Le 30ᵉ « Mardi du BAME » s’est tenu, ce 3 mars 2026 au Pôle de Recherches de Hann de l’Institut Sénégalais de Recherches Agricoles (ISRA). Cette édition a porté sur un thème d’actualité : « Le riz sénégalais face à la baisse des prix mondiaux : stratégies pour mieux produire, mieux vendre et protéger les revenus des ménages et des producteurs. »

Autour de la table, le représentant du Ministère de l'Agriculture, de la Souveraineté alimentaire et de l'Élevage, le Directeur général de l’AREM, ainsi que des producteurs de riz et plusieurs acteurs de la chaîne de valeur.

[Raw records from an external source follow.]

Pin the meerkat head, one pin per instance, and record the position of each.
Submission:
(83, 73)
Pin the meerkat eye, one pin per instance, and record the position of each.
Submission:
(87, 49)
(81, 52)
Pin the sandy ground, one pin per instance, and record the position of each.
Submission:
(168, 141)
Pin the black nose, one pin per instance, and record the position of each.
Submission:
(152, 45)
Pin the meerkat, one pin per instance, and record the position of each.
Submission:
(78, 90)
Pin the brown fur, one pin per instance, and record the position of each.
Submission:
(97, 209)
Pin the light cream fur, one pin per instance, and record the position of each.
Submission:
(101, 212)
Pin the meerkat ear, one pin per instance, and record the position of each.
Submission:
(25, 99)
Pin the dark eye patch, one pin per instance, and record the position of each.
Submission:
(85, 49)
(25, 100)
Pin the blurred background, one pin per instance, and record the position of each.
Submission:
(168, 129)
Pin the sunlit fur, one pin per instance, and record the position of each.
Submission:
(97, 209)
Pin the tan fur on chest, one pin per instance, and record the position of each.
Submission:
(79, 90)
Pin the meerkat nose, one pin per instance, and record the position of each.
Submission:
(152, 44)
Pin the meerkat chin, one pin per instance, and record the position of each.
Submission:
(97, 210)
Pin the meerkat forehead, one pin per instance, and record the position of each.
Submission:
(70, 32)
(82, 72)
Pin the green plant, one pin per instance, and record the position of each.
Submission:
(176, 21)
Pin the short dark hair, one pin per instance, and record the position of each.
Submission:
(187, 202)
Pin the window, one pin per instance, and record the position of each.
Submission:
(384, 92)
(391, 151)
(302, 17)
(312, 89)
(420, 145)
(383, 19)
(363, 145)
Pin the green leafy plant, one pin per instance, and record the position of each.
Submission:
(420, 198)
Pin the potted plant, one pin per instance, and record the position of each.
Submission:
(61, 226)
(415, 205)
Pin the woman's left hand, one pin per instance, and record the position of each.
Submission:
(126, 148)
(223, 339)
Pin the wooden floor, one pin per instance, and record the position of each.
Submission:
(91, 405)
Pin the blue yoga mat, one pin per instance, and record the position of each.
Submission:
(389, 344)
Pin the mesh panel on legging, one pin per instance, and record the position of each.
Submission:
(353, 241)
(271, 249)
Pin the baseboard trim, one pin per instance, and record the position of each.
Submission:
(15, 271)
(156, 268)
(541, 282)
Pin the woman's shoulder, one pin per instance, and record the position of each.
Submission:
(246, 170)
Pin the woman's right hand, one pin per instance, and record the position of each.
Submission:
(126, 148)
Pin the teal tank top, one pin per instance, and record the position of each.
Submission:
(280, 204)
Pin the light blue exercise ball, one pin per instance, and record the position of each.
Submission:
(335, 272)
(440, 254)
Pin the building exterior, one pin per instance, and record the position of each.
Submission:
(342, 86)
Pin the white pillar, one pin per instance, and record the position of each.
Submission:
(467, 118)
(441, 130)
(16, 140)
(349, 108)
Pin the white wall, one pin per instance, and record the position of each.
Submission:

Dans un pays classé parmi les plus grands consommateurs de riz en Afrique de l’Ouest, la question est stratégique. Malgré les efforts engagés pour renforcer la production nationale, le Sénégal reste fortement dépendant des importations. La baisse des prix mondiaux vient ainsi accentuer les inquiétudes sur la compétitivité du riz local et sur les revenus des producteurs.

Cette rencontre s’inscrit dans une dynamique de dialogue entre décideurs, chercheurs et professionnels du secteur. L’objectif était d’identifier les blocages qui freinent la filière, notamment au niveau de la commercialisation, mais aussi d’élargir la réflexion à d’autres maillons souvent négligés.

Ndèye Fatou Faye, chercheure à l’ISRA, a insisté sur la nécessité d’intégrer davantage la dimension consommation dans les politiques publiques. Selon elle, les recherches menées montrent que le riz importé reste largement consommé en milieu rural, contrairement aux idées reçues. Le riz local, lui, trouve davantage preneur en milieu urbain.
 


Les études présentées ont également porté sur les préférences variétales et les choix des ménages. Elles révèlent que la question de la qualité demeure centrale. En zone rurale, les ménages ont certes accès au riz local, mais pas toujours à un produit répondant à leurs exigences.

Face à un riz importé jugé plus homogène et plus attractif, le choix est souvent rapidement tranché. Autre facteur déterminant : les circuits de distribution. Ceux-ci peinent encore à desservir efficacement les zones rurales, ce qui limite l’accès à un riz local compétitif et de qualité.

Au-delà du simple constat, ce 30ᵉ « Mardi du BAME » se veut un espace de co-construction de solutions. L’ISRA entend ainsi contribuer au débat national sur les enjeux agronomiques, économiques et sociaux liés à la filière rizicole, dans un contexte international marqué par une concurrence accrue.